Fast forward to me with 3 small children in a 2 bedroom West End Vancouver condo. I found myself pining for the space, the pace, and the relaxed mood of my childhood. I missed the Vancouver I grew up in. I missed that laid back west coast vibe that Vancouver was so famous for, but seemed to have lost.

I was as surprised as any born and bred Vancouverite when I found that laid back groove on a very cold December evening, in the waiting area of the Vernon’s Little Caesar.

We had come to Vernon for our first time for my husband’s final job interview. It was December and so very cold. I’m not sure I’d ever felt a wind quite like the blustery fury that blows off the lake during an Okanagan winter. The thermometer said minus 5, but I was pretty sure it was too frozen to accurately measure the true temperature.

The five of us had just gotten into town after a long drive and we were too cold to do any exploring, and the kids were begging us for pizza. So we went with the quickest and most obvious choice at the time, which happened to be the Little Caesars in the strip mall across from Polson Park.

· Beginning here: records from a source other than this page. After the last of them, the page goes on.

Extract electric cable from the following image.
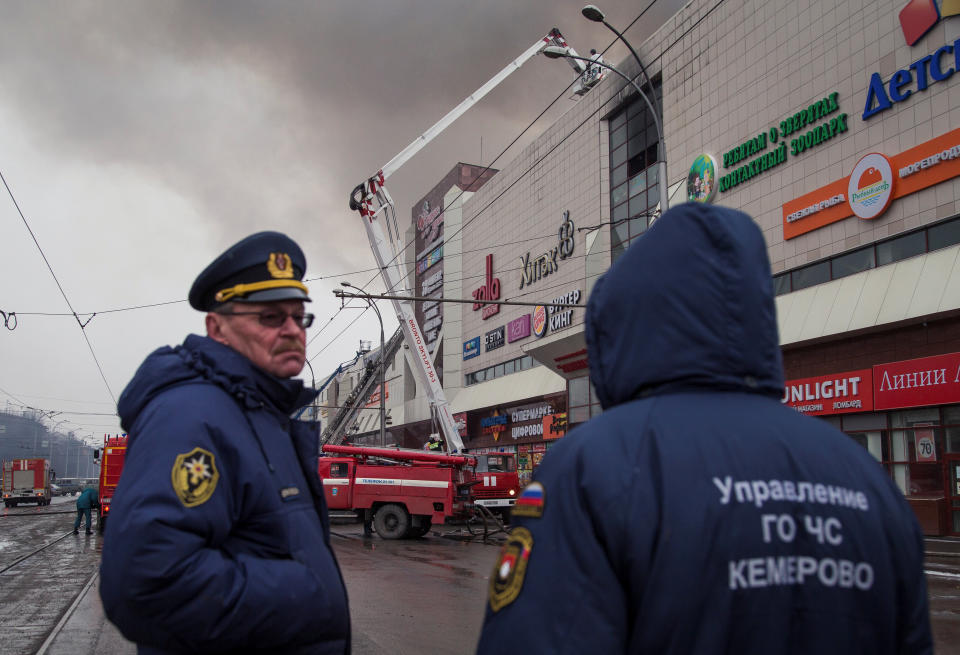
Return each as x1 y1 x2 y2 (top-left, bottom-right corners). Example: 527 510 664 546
0 171 117 403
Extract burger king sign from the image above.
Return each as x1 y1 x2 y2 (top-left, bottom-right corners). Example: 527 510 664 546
533 305 547 339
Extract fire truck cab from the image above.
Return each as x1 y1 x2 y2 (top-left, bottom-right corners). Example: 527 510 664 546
94 434 127 532
318 445 476 539
472 453 520 516
0 457 52 507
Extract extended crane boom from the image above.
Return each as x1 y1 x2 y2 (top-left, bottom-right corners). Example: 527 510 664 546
350 28 586 453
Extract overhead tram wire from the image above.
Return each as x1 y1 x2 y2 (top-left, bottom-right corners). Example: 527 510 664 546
0 171 117 404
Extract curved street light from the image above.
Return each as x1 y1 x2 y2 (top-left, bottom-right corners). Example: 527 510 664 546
334 282 387 448
540 46 667 215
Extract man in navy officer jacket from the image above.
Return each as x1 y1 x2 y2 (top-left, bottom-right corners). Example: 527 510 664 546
478 203 932 655
100 232 350 654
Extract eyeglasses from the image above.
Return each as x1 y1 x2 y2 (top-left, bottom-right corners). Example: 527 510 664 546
217 309 314 328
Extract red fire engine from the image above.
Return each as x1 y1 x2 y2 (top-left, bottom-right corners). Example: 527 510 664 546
94 434 127 532
2 457 51 507
471 453 520 516
318 445 476 539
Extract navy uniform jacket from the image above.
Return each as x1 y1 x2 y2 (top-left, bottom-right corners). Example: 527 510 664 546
100 336 350 653
478 204 932 655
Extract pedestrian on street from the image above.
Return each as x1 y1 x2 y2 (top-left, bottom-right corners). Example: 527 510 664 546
100 232 350 654
477 203 932 655
73 485 100 534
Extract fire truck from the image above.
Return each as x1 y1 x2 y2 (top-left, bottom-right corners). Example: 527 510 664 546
318 444 476 539
2 457 51 507
334 29 602 516
93 434 127 532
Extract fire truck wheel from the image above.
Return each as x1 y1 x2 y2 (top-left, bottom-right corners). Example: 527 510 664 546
373 503 410 539
407 517 431 539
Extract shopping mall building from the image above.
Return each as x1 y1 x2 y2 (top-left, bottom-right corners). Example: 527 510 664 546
320 0 960 535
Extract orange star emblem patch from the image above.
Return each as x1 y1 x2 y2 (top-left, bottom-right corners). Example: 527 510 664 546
170 448 220 507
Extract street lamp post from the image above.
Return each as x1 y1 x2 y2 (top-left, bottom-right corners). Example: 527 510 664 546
580 5 667 213
540 46 667 214
340 282 387 448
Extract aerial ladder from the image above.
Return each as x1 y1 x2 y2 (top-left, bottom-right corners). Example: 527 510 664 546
320 328 403 445
350 28 599 453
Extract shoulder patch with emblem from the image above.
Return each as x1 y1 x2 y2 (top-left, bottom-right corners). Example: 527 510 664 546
170 448 220 507
510 482 547 519
490 528 533 612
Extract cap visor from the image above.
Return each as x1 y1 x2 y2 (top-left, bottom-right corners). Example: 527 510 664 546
230 287 312 302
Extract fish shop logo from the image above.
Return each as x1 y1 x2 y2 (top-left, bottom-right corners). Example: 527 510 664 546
847 152 893 220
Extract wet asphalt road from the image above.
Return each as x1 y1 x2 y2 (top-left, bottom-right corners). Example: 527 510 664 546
0 497 960 655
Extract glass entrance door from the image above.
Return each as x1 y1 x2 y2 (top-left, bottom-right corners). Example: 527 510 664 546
944 454 960 537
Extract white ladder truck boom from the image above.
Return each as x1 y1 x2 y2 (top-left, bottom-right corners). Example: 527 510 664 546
350 28 586 453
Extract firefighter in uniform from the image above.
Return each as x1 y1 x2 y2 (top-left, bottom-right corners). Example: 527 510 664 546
477 203 932 655
100 232 350 654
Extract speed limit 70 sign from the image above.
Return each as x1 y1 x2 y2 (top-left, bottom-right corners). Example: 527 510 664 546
913 429 937 462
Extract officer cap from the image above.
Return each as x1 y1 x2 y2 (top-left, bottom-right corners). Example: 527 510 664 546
190 232 310 312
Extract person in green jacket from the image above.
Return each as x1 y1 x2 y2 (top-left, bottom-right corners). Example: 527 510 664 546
73 486 100 534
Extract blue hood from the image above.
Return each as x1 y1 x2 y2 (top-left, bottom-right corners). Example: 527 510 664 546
117 334 317 439
585 203 783 409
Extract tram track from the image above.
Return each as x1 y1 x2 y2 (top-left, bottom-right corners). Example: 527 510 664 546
0 530 79 575
0 505 101 655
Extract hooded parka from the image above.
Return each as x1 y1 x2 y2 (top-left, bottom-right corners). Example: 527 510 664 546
477 203 932 655
100 335 350 654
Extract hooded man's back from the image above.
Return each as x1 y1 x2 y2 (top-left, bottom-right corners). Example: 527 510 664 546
479 204 932 655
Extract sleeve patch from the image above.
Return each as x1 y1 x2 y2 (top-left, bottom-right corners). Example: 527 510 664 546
490 528 533 612
510 482 547 519
170 448 220 507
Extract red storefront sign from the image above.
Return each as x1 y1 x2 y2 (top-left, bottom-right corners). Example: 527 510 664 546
543 412 567 439
782 368 874 416
873 353 960 410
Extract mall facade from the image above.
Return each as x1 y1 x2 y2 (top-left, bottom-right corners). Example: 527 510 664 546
320 0 960 535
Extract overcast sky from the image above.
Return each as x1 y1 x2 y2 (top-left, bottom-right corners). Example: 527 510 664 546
0 0 685 441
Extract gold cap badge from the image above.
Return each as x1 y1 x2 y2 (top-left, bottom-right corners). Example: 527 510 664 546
267 252 293 278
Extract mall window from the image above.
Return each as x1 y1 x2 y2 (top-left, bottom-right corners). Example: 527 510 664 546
567 375 603 430
610 77 661 261
842 406 960 500
830 248 876 280
773 217 960 296
463 355 533 387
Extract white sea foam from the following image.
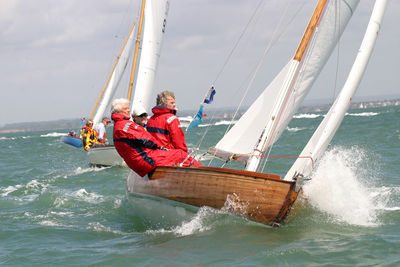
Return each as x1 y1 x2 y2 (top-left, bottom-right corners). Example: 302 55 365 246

Tired, hungry and cold, we placed our pizza order and waited. Being children, my kids rambunctiously bounced around the waiting area. At first I tried to get the kids to calm down, to sit, to stop standing in front of the door, but I soon noticed that no one seemed to be put out by my kids boisterousness and I should just relax.

No one shot me a dirty look. No one made a snide comment. As a matter of fact, most people smiled and made a joke about kids and their endless energy. I must have looked particularly road worn because a nice woman asked me where we were visiting from. When I told her we were thinking of moving up, she excitedly told me all about raising her family in the Okanagan and how wonderful it has been for her and her now grown children.

I got to tell you. After those 20 minutes in the Little Caesar waiting area, I was hooked on the Okanagan. I knew that the area was gorgeous, the lakes were deep and cool and the fruit was divine. But I honestly had no idea how amazing the people were. When we returned to the hotel room with our luke warm Little Caesar’s pizza, I told my husband I was ready to leave Vancouver and move to the Okanagan. He was too.

And we haven’t regretted a minute of it since.